The musical premiered in 2015, but its roots go back to the late '90s, when writers Annabel Fitzsimmons, Alison Lawrence and Mary Francis Moore decided to channel their real-life splits into a play called bittergirl. It became a hit, was followed by a self-help book called Bittergirl: Getting Over Being Dumped, and has now become Bittergirl: The Musical.
And it's easy enough to see why it's been so successful. As it follows three women, identified only as A (Rebecca Auerbach), B (Sarite Harris) and C (Alana Hibbert) from getting dumped through stages of grief and finally — not a spoiler really — to recovery, it offers up vignettes anyone who's ever had their heart broken will find woefully familiar.
There's the "binge eating and crying at home" stage; the "getting fit so he'll regret it" stage; the "let's key his car" stage. We've all been there.
But these vignettes are presented mainly through song — and, in an inspired touch, the tunes in Bittergirl are primarily girl group classics from the '60s, with a few disco-era anthems thrown in for good measure.
They run the gamut from the throes of love (The Crystals' hit And Then He Kissed Me) to shock (The Supremes' Where Did Our Love Go) to aching (Dionne Warwick's Always Something There to Remind Me) to empowerment (Gloria Gaynor's I Will Survive).

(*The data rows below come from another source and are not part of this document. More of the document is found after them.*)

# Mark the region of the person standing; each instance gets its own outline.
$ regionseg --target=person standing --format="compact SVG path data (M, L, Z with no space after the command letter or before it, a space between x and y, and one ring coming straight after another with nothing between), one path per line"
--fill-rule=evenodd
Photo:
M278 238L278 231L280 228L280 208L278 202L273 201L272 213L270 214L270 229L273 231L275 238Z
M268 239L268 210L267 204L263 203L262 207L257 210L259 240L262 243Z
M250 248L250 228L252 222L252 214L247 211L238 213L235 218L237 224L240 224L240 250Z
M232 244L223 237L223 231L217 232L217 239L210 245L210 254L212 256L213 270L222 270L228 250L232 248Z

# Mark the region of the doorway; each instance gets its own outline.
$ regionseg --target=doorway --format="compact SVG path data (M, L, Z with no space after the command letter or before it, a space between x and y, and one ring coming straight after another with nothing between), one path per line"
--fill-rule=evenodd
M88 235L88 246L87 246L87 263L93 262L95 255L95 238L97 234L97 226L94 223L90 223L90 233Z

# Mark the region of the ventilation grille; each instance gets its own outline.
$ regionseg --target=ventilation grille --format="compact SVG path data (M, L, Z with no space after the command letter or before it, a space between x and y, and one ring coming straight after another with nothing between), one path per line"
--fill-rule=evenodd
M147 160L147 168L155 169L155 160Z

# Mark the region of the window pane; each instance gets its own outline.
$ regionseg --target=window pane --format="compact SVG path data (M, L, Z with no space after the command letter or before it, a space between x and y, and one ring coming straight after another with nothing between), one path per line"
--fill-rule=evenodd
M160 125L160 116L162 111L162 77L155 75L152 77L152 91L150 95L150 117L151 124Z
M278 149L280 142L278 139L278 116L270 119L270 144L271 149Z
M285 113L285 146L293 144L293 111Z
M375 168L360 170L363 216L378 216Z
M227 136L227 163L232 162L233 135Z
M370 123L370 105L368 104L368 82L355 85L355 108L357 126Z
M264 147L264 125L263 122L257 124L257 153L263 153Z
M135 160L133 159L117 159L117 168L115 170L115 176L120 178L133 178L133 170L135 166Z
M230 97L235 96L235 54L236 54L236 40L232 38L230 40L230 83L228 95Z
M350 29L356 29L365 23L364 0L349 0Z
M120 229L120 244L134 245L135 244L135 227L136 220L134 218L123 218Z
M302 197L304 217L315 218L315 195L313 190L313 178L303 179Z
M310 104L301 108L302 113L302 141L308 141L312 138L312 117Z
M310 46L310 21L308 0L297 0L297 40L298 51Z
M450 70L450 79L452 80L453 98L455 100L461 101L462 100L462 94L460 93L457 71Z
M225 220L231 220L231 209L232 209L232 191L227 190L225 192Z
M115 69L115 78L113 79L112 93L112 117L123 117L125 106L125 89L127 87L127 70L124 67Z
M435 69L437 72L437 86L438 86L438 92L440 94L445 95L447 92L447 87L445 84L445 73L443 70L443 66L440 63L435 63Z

The three women belt these numbers out with gusto, showing off strong singing voices and sly comedic chops. As the Everyman — literally, since he plays all three of the dumpers — Michael Torontow likewise shows off a powerful voice, and gets some of the funniest lines and scenes in the show (his hilariously overwrought rendition of Love Hurts — complete with fog machine — drives home just how insipid the lyrics to that song really are).
They're backed by a four-woman band, under music director Rachel Cameron, who are tight and energetic, performing on the upper level of Charlotte Dean's eye-catching '60s-chic set.
Kimberley Rampersad's choreography is sharp, athletic and often very funny (see, for example, an exercise ball routine during a workout-themed rendition of Donna Summer's Hot Stuff). Director Krista Jackson's 105-minute (with intermission) production never lags.
Yes, there are a few cliched lines, and certainly Bittergirl is nothing if not predictable. It won't offer great revelations into the nature of heartbreak or how to deal with your own.
But if you're far enough past it to laugh, you will. And if you're not, Bittergirl just might help get you there.
Bittergirl: The Musical runs at the Royal Manitoba Theatre Centre's John Hirsch Mainstage until April 8.